L'étourdissant vertige français
La France ne vacille plus, elle glisse
L’étourdissant vertige français
La France ne vacille plus, elle glisse. Depuis la dissolution de l’Assemblée nationale en juin 2024, funeste erreur du Président, la vie publique donne le sentiment d’un éboulement silencieux vers on ne sait trop quoi on se dirige avec le même Lecornu pour Premier ministre dont la fonction sera de faire voter un budget a minima et par abstention. Le gouvernement Lecornu, né un dimanche et mort le lendemain, avait incarné ce moment d’épuisement où le pouvoir n’a plus de socle, où tout se défait sans bruit. Le nouveau ne fera pas mieux. Ce qui s’effondre aujourd’hui, ce n’est pas seulement un exécutif, mais la croyance même qu’un ordre commun puisse encore tenir. Le mot « République » continue d’être prononcé, mais il n’est le carburant d’aucune flamme.
Un centre sans gravité
Pour l’historien Pierre Serna, interviewé par le quotidien Le Monde, cette crise n’est pas accidentelle : elle prolonge un vieux mal français. Depuis la Révolution, le pays oscille entre passions extrêmes et obsession du juste milieu. « L’extrême centre », dit-il, est cette posture de pouvoir qui condamne les excès pour mieux régner, qui prêche la mesure tout en exerçant la contrainte en attendant l’homme (ou la femme) providentiel.

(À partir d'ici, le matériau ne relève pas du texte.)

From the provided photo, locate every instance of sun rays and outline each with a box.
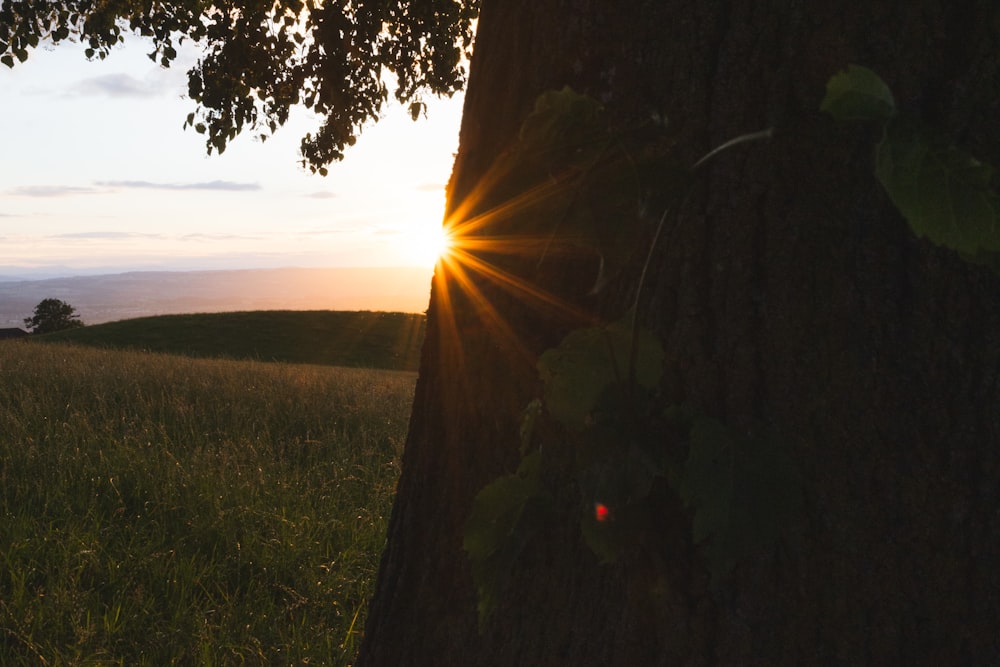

Or aujourd’hui, ce centre, autrefois occupé par la posture bonapartiste et que le président Macron a prétendu incarner, n’est plus un équilibre : c’est un vide. Il parle au nom de la raison, mais ne produit plus que de l’usure, agrandissant la fracture entre les partis et le peuple. Sa modération affichée masque une dureté réelle, celle d’un État réduit à la gestion, incapable de produire de l’espérance. Le pouvoir gouverne, mais ne persuade plus ; il décide, mais ne rallie plus grand monde.
Une République épuisée
La mécanique institutionnelle tourne encore, mais à vide. Elle bafouille, elle radote par la bouche de tous les partis qu’ils soient de gauche ou de droite. Les institutions demeurent, les citoyens s’éloignent. Jadis, la verticalité gaullienne garantissait l’unité ; aujourd’hui, elle ne fait qu’accroître les fractures et ouvre la porte à toutes les aventures. Chaque réforme déclenche une fronde, chaque annonce suscite la méfiance. Le pouvoir n’est plus respecté, il est toléré par lassitude et met à mal les nécessaires réformes qu’elles soient économiques ou écologiques. L’électeur, lui, s’efface sans bruit. Il ne s’abstient pas par désintérêt, mais par découragement. Voter ne lui semble plus un acte de souveraineté, mais un rituel sans effet. Le citoyen s’est mué en spectateur, et la démocratie en spectacle. Sous les dorures des institutions, la vie civique s’étiole. La Ve République agonise.
La France en archipels
Ce désenchantement n’est pas qu’institutionnel : il est culturel. Le pays ne partage plus de récit commun. Les villes et les campagnes s’ignorent ou se détestent, les générations s’opposent, les classes sociales se replient sur leurs seuls intérêts oubliant le bien collectif. Ce ne sont plus des fractures, mais des séparations, des divorces. La République, jadis cimentée par l’école, le travail et la langue, devient un archipel d’identités défensives. Dans cette fragmentation, les extrêmes prospèrent. Là où la raison s’épuise, l’émotion règne. Le débat public se déforme en joute permanente : l’insulte remplace l’argument jusque sur les bancs du Parlement, la colère devient programme. Les réseaux d’indignation tiennent lieu de place publique. La démocratie parle trop, mais ne s’écoute plus.
L’urgence d’un sursaut
La Ve République ne s’effondrera peut-être pas dans le fracas, mais dans le silence. À voir pourtant tellement la France est le pays des colères subites, des emportements historiques. La lente perte de foi dans le bien commun érode chaque jour un peu plus son fondement. « Quand la responsabilité disparaît, il ne reste que la force », rappelle Pierre Serna ; et c’est peut-être là le danger ultime : que la République, fatiguée d’elle-même, s’abandonne à un pouvoir sans frein au nom de l’efficacité. Pourtant, rien n’est écrit. L’histoire française a souvent trouvé la lumière dans ses propres ruines mais toujours au prix d’un pouvoir fort. Elle ne renaîtra que si l’on redonne sens au mot « citoyen » : non pas celui qui subit, mais celui qui participe. Il ne s’agit plus d’ajuster la loi, mais de refonder la confiance en l’avenir malgré les menaces qui nous entourent. Car une démocratie, un pays même, peut survivre à la pauvreté, à la colère, à la peur, sauf si ces fléaux engendrent la perte de foi en son propre nom.